That, analysts say, is the latest example of Biden’s failure to follow through on his promise to seek accountability for the killing – and put human rights at the heart of United States foreign policy.
“This trip is really a slap in the face to all of us who have been advocating for justice for Jamal Khashoggi,” said Raed Jarrar, advocacy director at Democracy for the Arab World Now (DAWN), a group envisioned by Khashoggi and formally established after his death.
Relations between Riyadh and Washington are not as warm as they were under ex-President Donald Trump, who personally defended MBS amid widespread anger in Congress following the killing, and the Biden administration has taken some steps to shed light on what happened.
Earlier this year, the administration released a brief report on the US intelligence community’s assessment of the murder of Khashoggi, a Washington Post columnist who was killed and dismembered after going to retrieve paperwork at the Saudi consulate in Istanbul in 2018.
“We assess that Saudi Arabia’s Crown Prince Muhammad bin Salman approved an operation in Istanbul, Turkey to capture or kill Saudi journalist Jamal Khashoggi,” the report said.
The findings were rejected by the Saudi government, which has blamed the murder on a crew of rogue officials. Eight unnamed defendants have been sentenced to between seven and 20 years in prison in Saudi Arabia for alleged involvement in the killing.
Saudi officials initially insisted that Khashoggi left the Istanbul consulate unharmed. More than two weeks later, the kingdom acknowledged the killing, but said it was the result of an unauthorised operation that took place without the knowledge of top officials.
The US report’s release renewed calls for Washington to hold the crown prince accountable, but the Biden administration decided against imposing sanctions on bin Salman, arguing that it sought to recalibrate – “not rupture” – ties with Riyadh.
Agnes Callamard, the former United Nations special rapporteur on extrajudicial killings, expressed disappointment in the Biden administration this week, saying “nothing much has changed” since the release of the intelligence community’s assessment.
“They have to be really careful that their pretence of being concerned with human rights, their commitment to democracy, their commitment to human rights, that these do not become pretence only,” said Callamard, who is now secretary general at Amnesty International.

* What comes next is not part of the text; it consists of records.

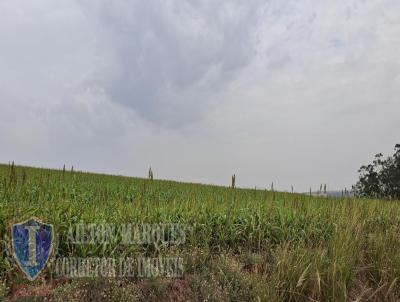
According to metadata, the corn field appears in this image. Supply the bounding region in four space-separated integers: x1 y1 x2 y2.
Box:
0 164 400 301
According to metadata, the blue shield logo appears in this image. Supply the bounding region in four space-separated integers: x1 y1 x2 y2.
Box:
11 218 54 281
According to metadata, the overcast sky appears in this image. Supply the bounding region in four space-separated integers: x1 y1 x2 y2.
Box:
0 0 400 191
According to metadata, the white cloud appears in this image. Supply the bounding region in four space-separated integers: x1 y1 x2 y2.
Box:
0 0 400 191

In her own report for the UN in 2019, Callamard concluded that the Saudi government was ultimately responsible for Khashoggi’s killing.

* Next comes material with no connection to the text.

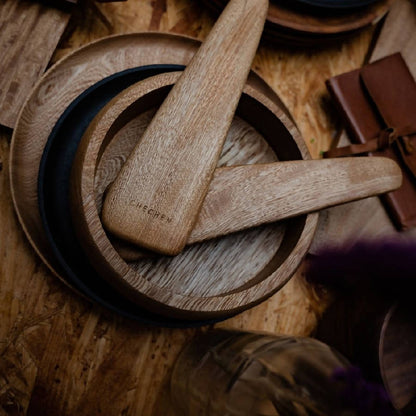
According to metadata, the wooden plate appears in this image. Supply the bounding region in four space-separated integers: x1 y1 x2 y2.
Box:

Speaking at an event commemorating the anniversary of the murder on Thursday, Callamard said although those who commissioned the murder have yet to be brought to justice, rights activists and the UN probe have exposed them.

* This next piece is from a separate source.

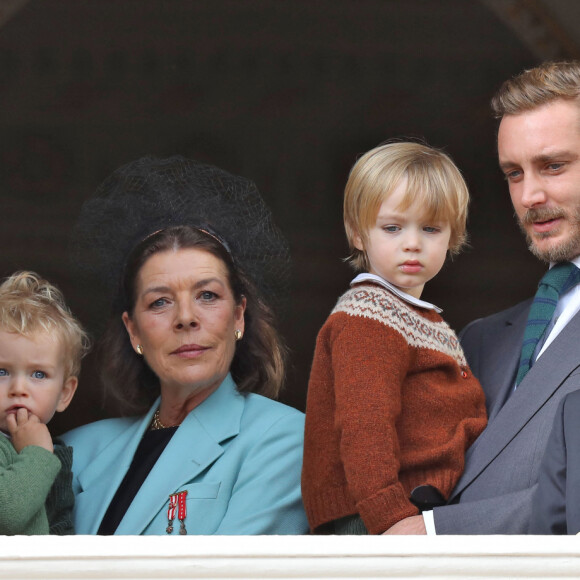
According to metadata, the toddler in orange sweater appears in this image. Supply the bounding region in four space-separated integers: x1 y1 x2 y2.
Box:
302 142 487 534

“We have certainly shattered their veneer,” she said. “In my view, the emperor is naked.”
Khashoggi’s murder came at a time when Democrats in Washington were already questioning then-President Trump’s cosy relationship with Saudi royals.
As Trump moved to protect Saudi Arabia’s top leaders from the fallout of the murder, Democrats and some Republicans in Congress pushed for accountability for the death of Khashoggi, who was a US resident and worked for a US newspaper.
As a candidate, Biden echoed that anger against Saudi Arabia. “Khashoggi was, in fact, murdered and dismembered – and I believe in the order of the crown prince,” Biden said in late 2019 on a crowded debate stage ahead of the Democratic primaries.
He pledged to make the kingdom “pay the price” for the murder and promised to end weapon sales to Riyadh. “There’s little social redeeming value of the present government in Saudi Arabia,” Biden said at the time.